Limited output could have a huge impact on the coffee market as more companies, such as Coca-Cola and Nestlé, expand the offerings of the popular beverage they have in their portfolios. Although coffee companies have seemed sympathetic to the farmers' plight, they haven't done anything substantive to help.
Growers from more than 30 countries wrote to more than 20 large coffee buyers last year, including Nestlé and Starbucks, asking them to pay more, but they only received commiseration in response. Nestlé said raising farmers' income needed action from more than one company, and that larger and more comprehensive measures were required, The Wall Street Journal reported.
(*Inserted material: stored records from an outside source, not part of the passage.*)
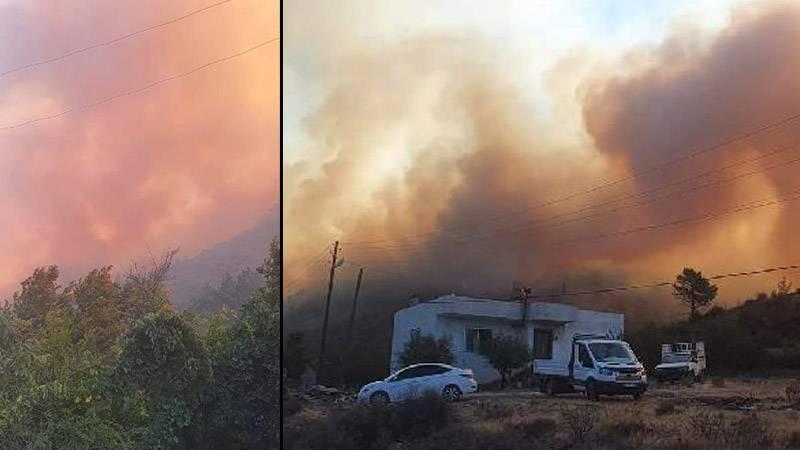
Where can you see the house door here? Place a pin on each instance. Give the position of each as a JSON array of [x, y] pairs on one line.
[[542, 344]]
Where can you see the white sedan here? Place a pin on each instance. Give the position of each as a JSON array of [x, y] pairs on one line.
[[413, 381]]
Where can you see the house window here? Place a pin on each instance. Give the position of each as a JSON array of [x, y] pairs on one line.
[[478, 339], [542, 344]]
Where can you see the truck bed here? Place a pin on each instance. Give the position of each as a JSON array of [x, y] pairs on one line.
[[550, 367]]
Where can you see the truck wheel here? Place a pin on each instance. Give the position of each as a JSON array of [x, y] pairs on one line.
[[591, 392], [550, 388]]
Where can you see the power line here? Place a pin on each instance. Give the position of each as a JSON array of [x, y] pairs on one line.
[[687, 156], [664, 283], [141, 89], [111, 41], [523, 227], [314, 261], [761, 203]]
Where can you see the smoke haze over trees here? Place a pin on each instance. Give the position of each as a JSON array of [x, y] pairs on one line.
[[444, 162], [104, 364]]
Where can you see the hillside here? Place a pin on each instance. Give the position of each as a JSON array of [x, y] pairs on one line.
[[191, 276], [761, 333]]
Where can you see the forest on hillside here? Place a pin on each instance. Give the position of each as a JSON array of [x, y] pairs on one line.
[[104, 364], [758, 334]]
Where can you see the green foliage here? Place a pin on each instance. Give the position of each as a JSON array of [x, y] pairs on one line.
[[693, 290], [165, 366], [426, 348], [40, 293], [232, 292], [97, 299], [242, 404], [100, 365], [507, 353]]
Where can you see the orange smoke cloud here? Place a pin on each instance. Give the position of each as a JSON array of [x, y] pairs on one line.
[[187, 163], [435, 167]]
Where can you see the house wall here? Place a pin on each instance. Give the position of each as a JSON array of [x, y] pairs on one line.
[[456, 329], [436, 319]]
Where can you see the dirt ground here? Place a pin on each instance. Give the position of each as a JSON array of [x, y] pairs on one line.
[[737, 413]]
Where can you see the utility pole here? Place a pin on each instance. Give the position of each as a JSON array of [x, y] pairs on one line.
[[352, 324], [353, 311], [524, 295], [334, 263]]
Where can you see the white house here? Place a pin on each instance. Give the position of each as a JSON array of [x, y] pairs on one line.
[[471, 322]]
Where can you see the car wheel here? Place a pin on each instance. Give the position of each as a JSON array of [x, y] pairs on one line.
[[379, 397], [591, 392], [451, 393]]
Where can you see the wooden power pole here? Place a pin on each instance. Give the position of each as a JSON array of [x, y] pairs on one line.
[[353, 311], [334, 262]]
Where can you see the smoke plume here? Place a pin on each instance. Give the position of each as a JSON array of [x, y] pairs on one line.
[[429, 161], [187, 163]]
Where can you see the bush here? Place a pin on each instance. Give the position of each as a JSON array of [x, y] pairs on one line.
[[749, 432], [537, 428], [793, 392], [490, 410], [291, 406], [580, 420], [706, 424], [665, 408]]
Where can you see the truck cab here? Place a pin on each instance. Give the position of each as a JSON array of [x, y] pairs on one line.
[[597, 366], [682, 361]]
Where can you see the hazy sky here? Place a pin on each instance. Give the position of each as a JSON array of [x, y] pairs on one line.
[[538, 32], [404, 121], [188, 163]]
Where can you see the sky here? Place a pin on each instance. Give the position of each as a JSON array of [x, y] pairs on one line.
[[186, 163], [431, 137]]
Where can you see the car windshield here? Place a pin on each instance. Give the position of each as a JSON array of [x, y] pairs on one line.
[[677, 357], [612, 352]]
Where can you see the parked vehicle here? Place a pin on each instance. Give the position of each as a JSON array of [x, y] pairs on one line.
[[682, 361], [413, 381], [596, 366]]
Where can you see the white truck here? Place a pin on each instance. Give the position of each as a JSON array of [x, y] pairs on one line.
[[682, 361], [597, 365]]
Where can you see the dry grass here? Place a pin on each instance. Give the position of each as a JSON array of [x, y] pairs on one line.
[[742, 414]]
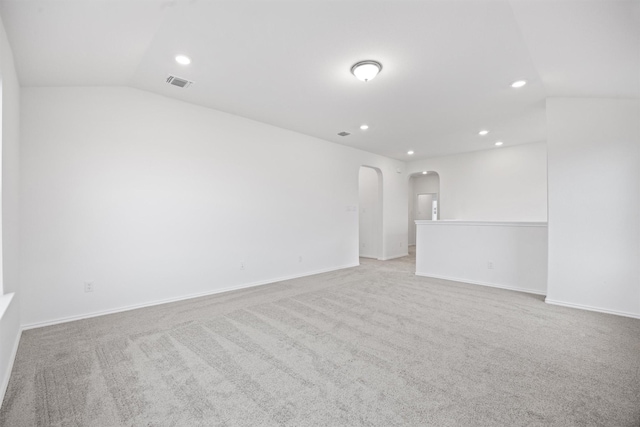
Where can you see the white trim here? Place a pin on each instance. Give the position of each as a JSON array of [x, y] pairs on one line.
[[481, 223], [591, 308], [180, 298], [475, 282], [393, 257], [5, 302], [12, 359]]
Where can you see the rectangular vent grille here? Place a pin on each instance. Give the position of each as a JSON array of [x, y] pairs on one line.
[[178, 81]]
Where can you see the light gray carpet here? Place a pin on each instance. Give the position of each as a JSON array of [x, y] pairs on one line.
[[367, 346]]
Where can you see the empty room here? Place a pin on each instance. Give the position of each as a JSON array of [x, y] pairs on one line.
[[320, 213]]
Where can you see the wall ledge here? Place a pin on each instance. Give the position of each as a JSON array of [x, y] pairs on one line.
[[475, 282], [483, 223]]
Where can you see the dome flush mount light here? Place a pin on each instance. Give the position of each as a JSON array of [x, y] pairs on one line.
[[366, 70], [183, 60]]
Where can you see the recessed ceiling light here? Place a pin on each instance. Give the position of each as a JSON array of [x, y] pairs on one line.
[[183, 60], [366, 70]]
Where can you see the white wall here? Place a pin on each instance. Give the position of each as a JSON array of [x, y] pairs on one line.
[[420, 184], [501, 184], [9, 250], [156, 199], [594, 204], [499, 254], [369, 213]]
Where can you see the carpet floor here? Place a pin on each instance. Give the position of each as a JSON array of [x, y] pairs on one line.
[[373, 345]]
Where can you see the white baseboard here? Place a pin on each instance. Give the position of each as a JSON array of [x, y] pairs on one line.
[[7, 377], [394, 257], [591, 308], [176, 299], [491, 285]]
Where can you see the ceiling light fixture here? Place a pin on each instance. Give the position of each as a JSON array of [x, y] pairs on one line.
[[183, 60], [366, 70]]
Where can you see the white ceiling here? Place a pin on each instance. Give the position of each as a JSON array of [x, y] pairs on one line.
[[447, 64]]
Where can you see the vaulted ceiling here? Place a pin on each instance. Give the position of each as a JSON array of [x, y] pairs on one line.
[[447, 65]]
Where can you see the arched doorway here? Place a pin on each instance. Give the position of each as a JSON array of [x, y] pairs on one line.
[[370, 212]]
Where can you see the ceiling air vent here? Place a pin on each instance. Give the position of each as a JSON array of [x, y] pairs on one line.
[[178, 81]]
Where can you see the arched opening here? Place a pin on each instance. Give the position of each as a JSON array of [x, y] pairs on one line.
[[424, 200], [370, 212]]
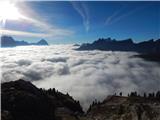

Meanwhile, demand for coffee continues to grow. The U.S. is the leading global consumer of coffee, with Americans drinking about 400 million cups per day. About 64% of U.S. adults drank coffee each day in 2018, up 2% from the prior year and the highest level since 2012, according to a survey from the National Coffee Association cited by Reuters.
Still, if more growers get out of the business, processors and manufacturers could start feeling pressure from a reduced coffee supply. As a result, they may have to raise prices paid to farmers in order to keep receiving a steady amount of high-quality beans.
The coffee-growing countries may not have a lot to lose by standing together and insisting on a livable floor price for their product — just as the cocoa growers have done. Manufacturers of coffee may push back, but given the global appetite for java in all its forms, they may be willing to go along if the demand is reasonable.